Unnamed: 0,R&D Spend,Administration,Marketing Spend,State,Profit
0,165349.2,136897.8,471784.1,New York,192261.83
1,162597.7,151377.59,443898.53,California,191792.06
2,153441.51,101145.55,407934.54,Florida,191050.39
3,144372.41,118671.85,383199.62,New York,182901.99
4,142107.34,91391.77,366168.42,Florida,166187.94


In [6]:
# Divide the dataset in Independent and dependent variables
# It will assign independent variable in X variable and dependent feature Profit in y variable

X = data.iloc[:,:-1]
y = data.iloc[:,-1]

Now, since we have one categorical variable State so we'll have to convert it to numeric.

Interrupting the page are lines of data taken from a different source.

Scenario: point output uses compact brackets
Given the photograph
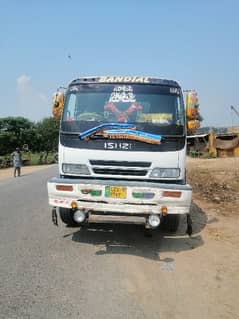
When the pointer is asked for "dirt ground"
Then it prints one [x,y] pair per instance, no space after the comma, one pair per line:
[197,277]
[8,172]
[215,184]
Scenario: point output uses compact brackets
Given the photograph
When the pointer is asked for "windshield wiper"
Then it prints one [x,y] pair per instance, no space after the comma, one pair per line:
[134,135]
[121,131]
[69,133]
[100,128]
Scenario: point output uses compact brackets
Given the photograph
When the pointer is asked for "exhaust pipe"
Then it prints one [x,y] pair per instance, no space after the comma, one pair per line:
[79,216]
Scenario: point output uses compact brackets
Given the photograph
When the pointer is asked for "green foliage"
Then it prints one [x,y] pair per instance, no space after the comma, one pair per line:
[17,131]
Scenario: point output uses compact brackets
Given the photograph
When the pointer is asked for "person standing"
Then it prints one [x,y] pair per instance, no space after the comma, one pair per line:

For this, we will use one-hot encoding method since it has more than 2 categories (if we have only two categories, we can use label encoder as well).

In [9]:
# Convert the categorical feature State into numeric using getdummies() function

states = pd.get_dummies(X['State'],drop_first=True)

In [10]:
states.head()

Unnamed: 0,Florida,New York
0,0,1
1,0,0
2,1,0
3,0,1
4,1,0


Since we have converted State column into dummies so we can remove the original State column from our data now.

In [11]:
X = X.drop(labels='State',axis=1)

In [13]:
# State column is no more

X.head()

Unnamed: 0,R&D Spend,Administration,Marketing Spend
0,165349.2,136897.8,471784.1
1,162597.7,151377.59,443898.53
2,153441.51,101145.55,407934.54
3,144372.41,118671.85,383199.62
4,142107.34,91391.77,366168.42


In [15]:
# Let's concatenate our dataframe X with dummy variables that we just created

X = pd.concat([X,states],axis=1)

In [16]:
X.head()

Unnamed: 0,R&D Spend,Administration,Marketing Spend,Florida,New York
0,165349.2,136897.8,471784.1,0,1
1,162597.7,151377.59,443898.53,0,0
2,153441.51,101145.55,407934.54,1,0
3,144372.41,118671.85,383199.62,0,1
4,142107.34,91391.77,366168.42,1,0


In [19]:
# Now that we have data ready for modeling, Lets split our data in train and test

from sklearn.model_selection import train_test_split
X_train, X_test, y_train, y_test = train_test_split(X,y,test_size=0.2,random_state=123)

In [21]:
# Fit Multiple Linear Regression

from sklearn.linear_model import LinearRegression

LR = LinearRegression()
LR.fit(X_train,y_train)

LinearRegression()

In [22]:
# Predict the test set 

y_pred = LR.predict(X_test)

In [24]:
# Check prediction score using R squared

from sklearn.metrics import r2_score

score = r2_score(y_test,y_pred)

In [25]:
score

0.9667998486975283

This means our model has r square of ~0.97 which is very good.